That ought to bring stability to the hash table traversals even if the
memory map changes.  It should also be slightly faster.

Of course since I haven't been able to actually reproduce the failure I
have no way of directly knowing if my theory is correct.  I'll have to
rely on y'all and the autotester to tell me if things are better.

Anyway, I'm hoping to get those changes in tonight if testing can complete
before I crash for the night.
Comment 13 Jeffrey A. Law 2004-11-21 15:03:15 UTC
Subject: Re:  [4.0 Regression] bootstrap comprison
	failed

I've been unable to reproduce the comparison failures.  However, as I
outlined in an earlier message, I have come up with a scenario in which
my patch might cause a comparison failure.
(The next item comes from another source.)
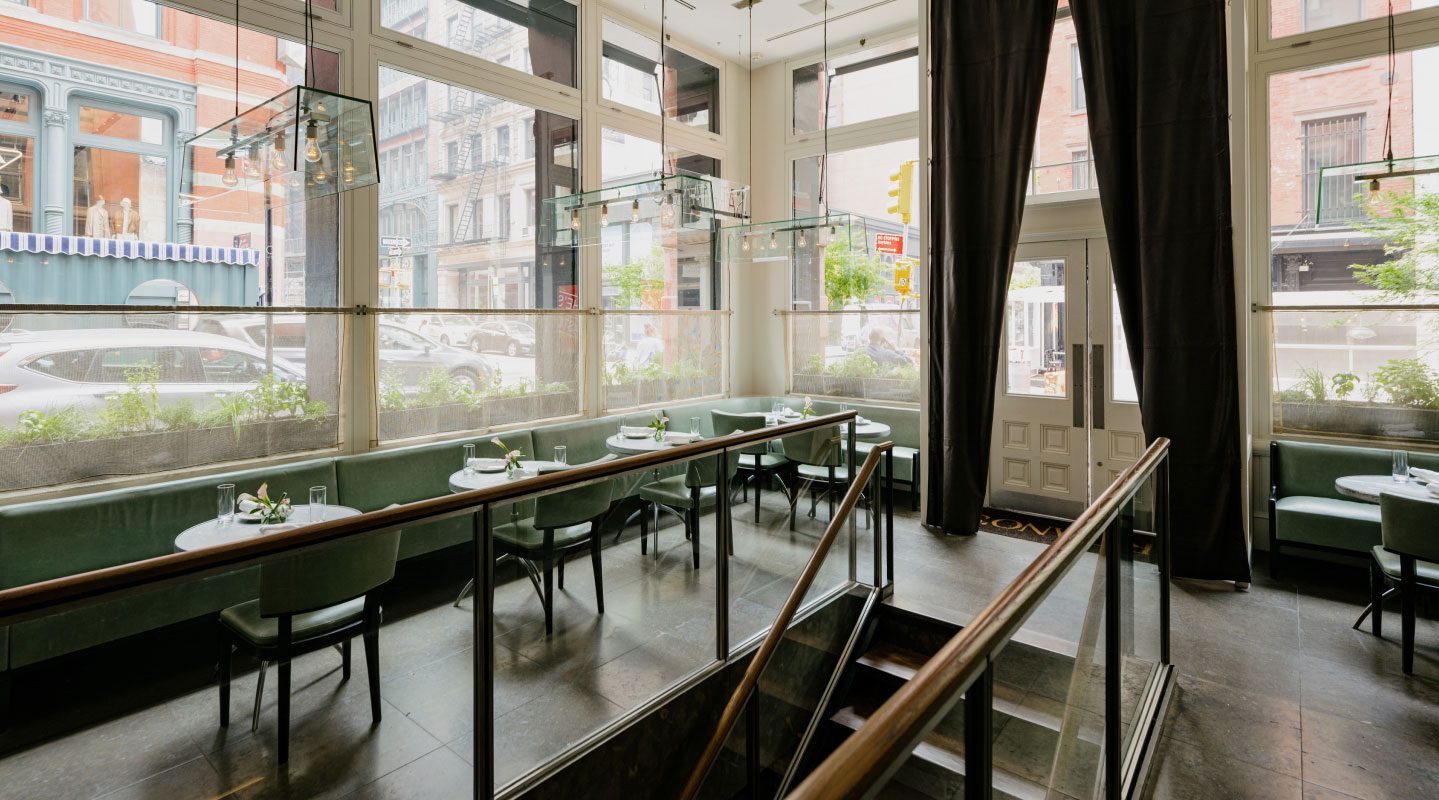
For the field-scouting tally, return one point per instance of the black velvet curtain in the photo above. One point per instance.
(1154, 75)
(987, 75)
This patch changes the hashing routine to use block indices rather
than hash on pointers.  That ought to stabilize the hash (and thus the
hash table traversals and SSA_NAME coalescing) in cases where it
was unstable before.

Since I've been unable to trigger the failure here, I can't say for
certain whether or not this patch fixes the bootstrap failures others
have seen.

FWIW, this has been bootstrapped and regression tested on
i686-pc-linux-gnu.


Comment 14 Jeffrey A. Law 2004-11-21 15:03:16 UTC
Created attachment 7577 [details]
PPP
Comment 15 Diego Novillo 2004-11-21 15:22:28 UTC
Subject: Re:  [4.0 Regression] bootstrap comprison
	failed

On Sun, 2004-11-21 at 08:02 -0700, Jeffrey A Law wrote:

> Since I've been unable to trigger the failure here, I can't say for
> certain whether or not this patch fixes the bootstrap failures others
> have seen.
> 
If it helps, one of my i686 testers bootstraps with checking disabled,
the other one with checking enabled.  The bootstrap failure occurs with
checking disabled.  This is as of last night at 1am EST.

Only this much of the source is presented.